Know we can query the top level agent. We will experiment with various question types that require lookup in individual documents and across multiple documents.

In [None]:
#QA over a specific doc
response = top_level_agent.query("Tell me about the Higashi-Shimizu Substation of Chubu Electric Power Grid")

In [None]:
# summaries across documents 
response = top_level_agent.query("What are all projects introduced after the Great East Japan Earthquake?")

In [None]:
#cross document QA
response = top_level_agent.query("List out all the technologies that are used to stabilize the power system?")

In [None]:
response = top_level_agent.query("Explain to me what the building blocks of the MACH control and protection system and where it is used.")

## Conclusion

Congratulations!
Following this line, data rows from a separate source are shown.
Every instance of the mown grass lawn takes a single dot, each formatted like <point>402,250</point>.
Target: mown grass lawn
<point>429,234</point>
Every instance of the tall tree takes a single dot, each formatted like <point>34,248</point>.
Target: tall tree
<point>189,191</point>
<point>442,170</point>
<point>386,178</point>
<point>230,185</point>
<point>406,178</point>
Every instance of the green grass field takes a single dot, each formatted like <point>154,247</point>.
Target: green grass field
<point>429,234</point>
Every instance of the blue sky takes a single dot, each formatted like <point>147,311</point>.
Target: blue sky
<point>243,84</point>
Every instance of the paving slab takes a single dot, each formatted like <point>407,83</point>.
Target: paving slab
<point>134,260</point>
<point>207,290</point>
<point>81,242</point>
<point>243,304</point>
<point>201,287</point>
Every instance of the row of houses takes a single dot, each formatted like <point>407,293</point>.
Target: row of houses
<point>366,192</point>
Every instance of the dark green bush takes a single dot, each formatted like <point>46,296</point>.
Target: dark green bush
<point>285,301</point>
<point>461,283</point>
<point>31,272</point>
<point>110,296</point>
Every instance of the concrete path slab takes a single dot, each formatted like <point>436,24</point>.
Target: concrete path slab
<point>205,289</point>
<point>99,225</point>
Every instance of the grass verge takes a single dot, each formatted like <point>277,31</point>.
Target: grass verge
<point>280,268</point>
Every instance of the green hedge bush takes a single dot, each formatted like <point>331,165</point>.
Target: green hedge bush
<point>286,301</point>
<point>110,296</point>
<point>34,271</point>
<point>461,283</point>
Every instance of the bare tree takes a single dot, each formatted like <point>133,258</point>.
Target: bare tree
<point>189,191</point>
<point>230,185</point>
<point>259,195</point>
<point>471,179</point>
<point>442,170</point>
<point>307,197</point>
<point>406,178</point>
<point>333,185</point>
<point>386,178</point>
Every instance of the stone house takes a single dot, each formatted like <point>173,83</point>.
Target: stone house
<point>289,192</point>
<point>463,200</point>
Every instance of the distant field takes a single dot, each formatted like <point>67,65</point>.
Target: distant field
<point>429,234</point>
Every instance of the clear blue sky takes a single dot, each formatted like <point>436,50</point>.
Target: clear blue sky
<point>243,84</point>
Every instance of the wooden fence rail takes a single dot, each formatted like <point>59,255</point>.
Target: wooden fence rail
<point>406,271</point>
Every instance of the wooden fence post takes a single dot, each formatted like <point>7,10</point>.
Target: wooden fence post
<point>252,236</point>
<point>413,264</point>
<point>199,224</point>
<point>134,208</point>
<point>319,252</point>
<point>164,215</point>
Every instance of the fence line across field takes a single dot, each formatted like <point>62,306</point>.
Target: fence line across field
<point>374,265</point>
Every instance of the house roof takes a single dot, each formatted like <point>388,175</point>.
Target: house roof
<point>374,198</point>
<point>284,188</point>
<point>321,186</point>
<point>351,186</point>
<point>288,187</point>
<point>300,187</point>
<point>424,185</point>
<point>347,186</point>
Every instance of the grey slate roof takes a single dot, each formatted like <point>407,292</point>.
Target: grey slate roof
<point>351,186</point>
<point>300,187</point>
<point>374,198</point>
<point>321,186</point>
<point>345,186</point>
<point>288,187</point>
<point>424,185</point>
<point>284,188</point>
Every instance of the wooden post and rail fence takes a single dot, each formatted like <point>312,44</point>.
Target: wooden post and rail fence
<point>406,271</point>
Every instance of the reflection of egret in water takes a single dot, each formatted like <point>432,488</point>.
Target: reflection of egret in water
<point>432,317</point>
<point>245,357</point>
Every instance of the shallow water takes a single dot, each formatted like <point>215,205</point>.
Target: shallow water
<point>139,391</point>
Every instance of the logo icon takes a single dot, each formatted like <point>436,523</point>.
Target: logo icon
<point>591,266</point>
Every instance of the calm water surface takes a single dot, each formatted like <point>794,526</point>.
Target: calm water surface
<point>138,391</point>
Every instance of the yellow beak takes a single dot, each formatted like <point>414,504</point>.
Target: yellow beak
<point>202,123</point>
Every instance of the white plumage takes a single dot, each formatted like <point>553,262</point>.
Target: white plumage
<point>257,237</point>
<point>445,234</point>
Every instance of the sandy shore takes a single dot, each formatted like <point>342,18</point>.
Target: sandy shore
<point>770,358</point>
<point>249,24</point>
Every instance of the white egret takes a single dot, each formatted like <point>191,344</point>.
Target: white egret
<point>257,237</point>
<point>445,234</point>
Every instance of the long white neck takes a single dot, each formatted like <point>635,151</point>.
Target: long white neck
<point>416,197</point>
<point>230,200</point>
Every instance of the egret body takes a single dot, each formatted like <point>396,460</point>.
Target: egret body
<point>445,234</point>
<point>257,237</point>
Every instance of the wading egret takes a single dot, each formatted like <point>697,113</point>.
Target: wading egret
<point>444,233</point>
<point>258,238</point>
You have now built a multi document RAG workflow using LlamaIndex on VertexAI.

You leveraged using by buildings tools that can perform summarization and semantic search for each document. Then using a ReAct agent for each document that uses the tools to perform complex tasks over the data.

Then we built a top-level agent that can leverage all the document level agents information to answer complex questions that may span different documents.